Commenters voiced opinions that were on the side of the OP (original poster, the woman in this situation) and others thought she should have told her boyfriend beforehand. They argued that three years is a long time to keep a mastectomy from someone.

In response, one person wrote:

“This verdict seems incredibly harsh – I imagine that yes, seeing a body without a prosthetic for the first time can be an uncomfortable experience for some and absolutely it would have made things smoother if OP had of sat down with her partner in person and explained the matter before it came to sex. It’s a long time to wait to tell a partner but everyone deals with their trauma differently.

With that said, I disagree with labelling her TA here – a cancer survival journey is a very very personal, emotional and often traumatic experience and the OP is under to obligation to disclose any details of this with anyone at any point. If she chooses to wear a prosthetic breast to regain some of her normality, for goodness sake, she shouldn’t be expected to relieve her experience for the sake of explaining the situation to everyone she gets close to.

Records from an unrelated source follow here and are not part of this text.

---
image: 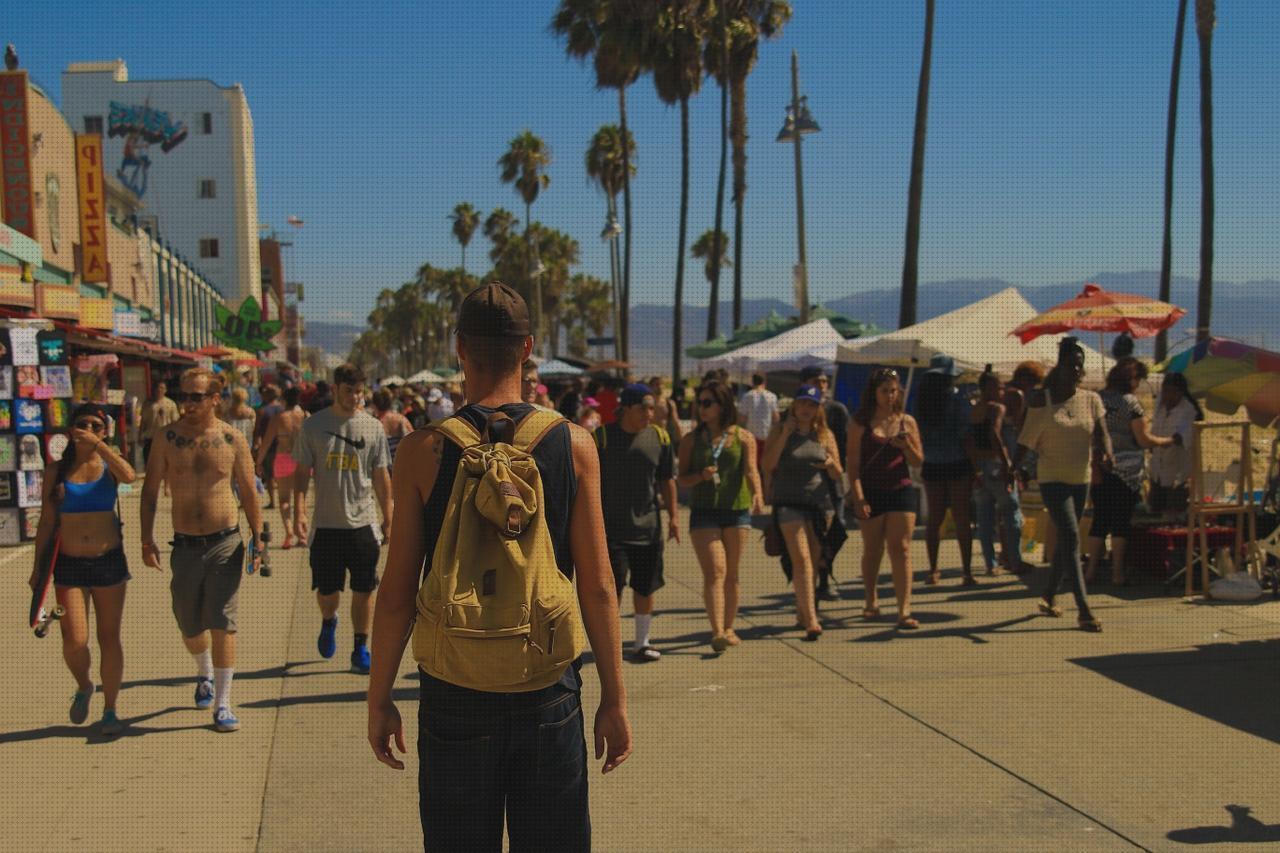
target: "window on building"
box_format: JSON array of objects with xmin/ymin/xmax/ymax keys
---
[
  {"xmin": 202, "ymin": 112, "xmax": 213, "ymax": 134},
  {"xmin": 84, "ymin": 116, "xmax": 104, "ymax": 135},
  {"xmin": 199, "ymin": 239, "xmax": 220, "ymax": 258},
  {"xmin": 198, "ymin": 179, "xmax": 217, "ymax": 199}
]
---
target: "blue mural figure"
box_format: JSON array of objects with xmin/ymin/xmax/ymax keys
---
[
  {"xmin": 108, "ymin": 100, "xmax": 187, "ymax": 198},
  {"xmin": 118, "ymin": 131, "xmax": 152, "ymax": 197}
]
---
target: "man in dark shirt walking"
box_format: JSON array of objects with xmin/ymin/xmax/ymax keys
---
[{"xmin": 595, "ymin": 384, "xmax": 679, "ymax": 662}]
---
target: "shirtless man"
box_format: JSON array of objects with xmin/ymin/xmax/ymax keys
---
[
  {"xmin": 256, "ymin": 386, "xmax": 307, "ymax": 549},
  {"xmin": 141, "ymin": 367, "xmax": 263, "ymax": 733}
]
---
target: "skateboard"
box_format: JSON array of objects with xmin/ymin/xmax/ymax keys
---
[
  {"xmin": 28, "ymin": 534, "xmax": 63, "ymax": 638},
  {"xmin": 259, "ymin": 521, "xmax": 272, "ymax": 578}
]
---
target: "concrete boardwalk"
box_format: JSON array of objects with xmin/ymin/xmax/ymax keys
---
[{"xmin": 4, "ymin": 486, "xmax": 1280, "ymax": 851}]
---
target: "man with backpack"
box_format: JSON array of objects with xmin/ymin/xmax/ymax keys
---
[
  {"xmin": 595, "ymin": 383, "xmax": 679, "ymax": 662},
  {"xmin": 366, "ymin": 283, "xmax": 631, "ymax": 852}
]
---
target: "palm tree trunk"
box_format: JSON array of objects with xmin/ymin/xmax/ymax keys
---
[
  {"xmin": 1195, "ymin": 1, "xmax": 1214, "ymax": 344},
  {"xmin": 526, "ymin": 201, "xmax": 544, "ymax": 353},
  {"xmin": 900, "ymin": 0, "xmax": 935, "ymax": 329},
  {"xmin": 708, "ymin": 9, "xmax": 730, "ymax": 342},
  {"xmin": 1156, "ymin": 0, "xmax": 1188, "ymax": 362},
  {"xmin": 608, "ymin": 195, "xmax": 623, "ymax": 362},
  {"xmin": 731, "ymin": 72, "xmax": 747, "ymax": 333},
  {"xmin": 673, "ymin": 96, "xmax": 690, "ymax": 384},
  {"xmin": 461, "ymin": 244, "xmax": 466, "ymax": 274},
  {"xmin": 619, "ymin": 86, "xmax": 633, "ymax": 363}
]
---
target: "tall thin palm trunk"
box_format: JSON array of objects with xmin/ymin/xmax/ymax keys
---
[
  {"xmin": 899, "ymin": 0, "xmax": 935, "ymax": 329},
  {"xmin": 708, "ymin": 8, "xmax": 730, "ymax": 341},
  {"xmin": 1195, "ymin": 0, "xmax": 1215, "ymax": 343},
  {"xmin": 1156, "ymin": 0, "xmax": 1189, "ymax": 362},
  {"xmin": 461, "ymin": 244, "xmax": 467, "ymax": 273},
  {"xmin": 619, "ymin": 87, "xmax": 633, "ymax": 362},
  {"xmin": 607, "ymin": 195, "xmax": 623, "ymax": 361},
  {"xmin": 731, "ymin": 74, "xmax": 747, "ymax": 332},
  {"xmin": 673, "ymin": 96, "xmax": 690, "ymax": 383}
]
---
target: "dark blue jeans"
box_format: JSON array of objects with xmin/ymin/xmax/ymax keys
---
[
  {"xmin": 1039, "ymin": 482, "xmax": 1094, "ymax": 621},
  {"xmin": 418, "ymin": 672, "xmax": 590, "ymax": 852}
]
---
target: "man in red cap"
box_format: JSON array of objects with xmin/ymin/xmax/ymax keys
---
[{"xmin": 367, "ymin": 282, "xmax": 631, "ymax": 852}]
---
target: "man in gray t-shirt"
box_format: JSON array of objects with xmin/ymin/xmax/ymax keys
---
[{"xmin": 292, "ymin": 364, "xmax": 392, "ymax": 674}]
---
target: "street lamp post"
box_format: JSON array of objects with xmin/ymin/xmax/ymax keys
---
[
  {"xmin": 602, "ymin": 205, "xmax": 623, "ymax": 361},
  {"xmin": 777, "ymin": 49, "xmax": 820, "ymax": 324}
]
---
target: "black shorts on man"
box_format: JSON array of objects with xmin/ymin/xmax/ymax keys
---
[
  {"xmin": 310, "ymin": 526, "xmax": 381, "ymax": 594},
  {"xmin": 608, "ymin": 541, "xmax": 665, "ymax": 597}
]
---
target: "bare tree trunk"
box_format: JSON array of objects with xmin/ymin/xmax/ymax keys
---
[
  {"xmin": 619, "ymin": 86, "xmax": 633, "ymax": 363},
  {"xmin": 708, "ymin": 9, "xmax": 729, "ymax": 342},
  {"xmin": 731, "ymin": 72, "xmax": 747, "ymax": 333},
  {"xmin": 1156, "ymin": 0, "xmax": 1188, "ymax": 362},
  {"xmin": 1195, "ymin": 0, "xmax": 1215, "ymax": 344},
  {"xmin": 900, "ymin": 0, "xmax": 935, "ymax": 329},
  {"xmin": 673, "ymin": 97, "xmax": 690, "ymax": 384}
]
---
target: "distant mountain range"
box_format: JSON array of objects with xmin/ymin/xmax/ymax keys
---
[{"xmin": 307, "ymin": 272, "xmax": 1277, "ymax": 375}]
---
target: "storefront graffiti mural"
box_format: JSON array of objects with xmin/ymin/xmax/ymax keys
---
[{"xmin": 107, "ymin": 101, "xmax": 188, "ymax": 198}]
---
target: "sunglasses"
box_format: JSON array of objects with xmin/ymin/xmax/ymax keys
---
[
  {"xmin": 173, "ymin": 391, "xmax": 214, "ymax": 403},
  {"xmin": 74, "ymin": 419, "xmax": 105, "ymax": 432},
  {"xmin": 698, "ymin": 398, "xmax": 717, "ymax": 408}
]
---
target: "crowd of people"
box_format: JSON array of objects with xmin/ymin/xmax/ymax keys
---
[{"xmin": 27, "ymin": 280, "xmax": 1213, "ymax": 850}]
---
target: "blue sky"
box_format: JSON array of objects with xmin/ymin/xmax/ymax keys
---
[{"xmin": 12, "ymin": 0, "xmax": 1280, "ymax": 328}]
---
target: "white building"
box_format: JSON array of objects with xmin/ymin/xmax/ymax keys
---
[{"xmin": 61, "ymin": 59, "xmax": 261, "ymax": 307}]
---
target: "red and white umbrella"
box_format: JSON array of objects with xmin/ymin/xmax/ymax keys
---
[{"xmin": 1010, "ymin": 283, "xmax": 1186, "ymax": 344}]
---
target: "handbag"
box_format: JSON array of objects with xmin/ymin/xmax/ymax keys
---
[{"xmin": 763, "ymin": 516, "xmax": 784, "ymax": 557}]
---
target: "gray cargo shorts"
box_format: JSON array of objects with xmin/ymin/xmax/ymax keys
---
[{"xmin": 170, "ymin": 528, "xmax": 245, "ymax": 637}]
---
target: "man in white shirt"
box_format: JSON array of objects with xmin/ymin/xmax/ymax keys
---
[{"xmin": 737, "ymin": 373, "xmax": 778, "ymax": 473}]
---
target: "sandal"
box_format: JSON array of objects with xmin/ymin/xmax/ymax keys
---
[
  {"xmin": 925, "ymin": 571, "xmax": 942, "ymax": 586},
  {"xmin": 724, "ymin": 630, "xmax": 741, "ymax": 647},
  {"xmin": 961, "ymin": 574, "xmax": 979, "ymax": 588},
  {"xmin": 1078, "ymin": 618, "xmax": 1103, "ymax": 633},
  {"xmin": 710, "ymin": 634, "xmax": 730, "ymax": 653},
  {"xmin": 1037, "ymin": 600, "xmax": 1063, "ymax": 618},
  {"xmin": 861, "ymin": 607, "xmax": 881, "ymax": 619},
  {"xmin": 803, "ymin": 627, "xmax": 823, "ymax": 642},
  {"xmin": 896, "ymin": 616, "xmax": 921, "ymax": 630}
]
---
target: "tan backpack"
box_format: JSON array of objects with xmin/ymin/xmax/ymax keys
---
[{"xmin": 412, "ymin": 409, "xmax": 585, "ymax": 692}]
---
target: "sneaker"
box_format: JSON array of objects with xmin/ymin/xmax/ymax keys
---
[
  {"xmin": 194, "ymin": 677, "xmax": 215, "ymax": 709},
  {"xmin": 318, "ymin": 617, "xmax": 338, "ymax": 659},
  {"xmin": 69, "ymin": 685, "xmax": 94, "ymax": 725},
  {"xmin": 350, "ymin": 644, "xmax": 371, "ymax": 674},
  {"xmin": 213, "ymin": 707, "xmax": 240, "ymax": 732},
  {"xmin": 99, "ymin": 709, "xmax": 125, "ymax": 736},
  {"xmin": 630, "ymin": 645, "xmax": 661, "ymax": 663}
]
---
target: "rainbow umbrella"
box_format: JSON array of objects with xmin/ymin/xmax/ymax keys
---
[
  {"xmin": 1159, "ymin": 337, "xmax": 1280, "ymax": 428},
  {"xmin": 1010, "ymin": 283, "xmax": 1186, "ymax": 343}
]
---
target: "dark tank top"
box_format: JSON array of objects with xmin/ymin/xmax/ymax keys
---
[{"xmin": 860, "ymin": 424, "xmax": 912, "ymax": 493}]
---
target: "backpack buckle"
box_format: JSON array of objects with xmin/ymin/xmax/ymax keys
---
[{"xmin": 506, "ymin": 507, "xmax": 523, "ymax": 537}]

NAH. Partner is within their rights to be shocked, OP doesn’t have to disclose her body details to anyone.”

While we mostly agree with this assessment of this situation, we think the blame’s shared.

“I can understand feeling hurt that in a three-year relationship my partner didn’t trust me enough to tell me something personal, and has hid something for so long,” empathized one reader.

“Because not telling him was a conscious choice on your part. Shock can cause people to react differently than normal. If you had told him long ago, he would have had time to process and it wouldn’t be as big a deal. But if he’s just upset you only have one breast, he’s an a–hole for that,” the comment concluded.

There’s no black and white in this situation.

This is a complex situation. A person navigating their own trauma and insecurities after surviving cancer deserves compassion and a level of patience that this boyfriend could not provide. In his defense, three years is a long time for her to not share this information. If the OP was really self-conscious about her body, as she wrote, we’d hope she’d feel comfortable talking about it with the person she was about to move in with.

Advice: Don’t keep secrets! If you’re serious about someone you’re dating, be open with them and build trust. If you don’t feel open enough to share, you need to work through the issue yourself. If you’re in a relationship and feel like the other person is keeping you from sharing your truth, drop the other person. Don’t waste your time on someone who would dump you for something out of your control.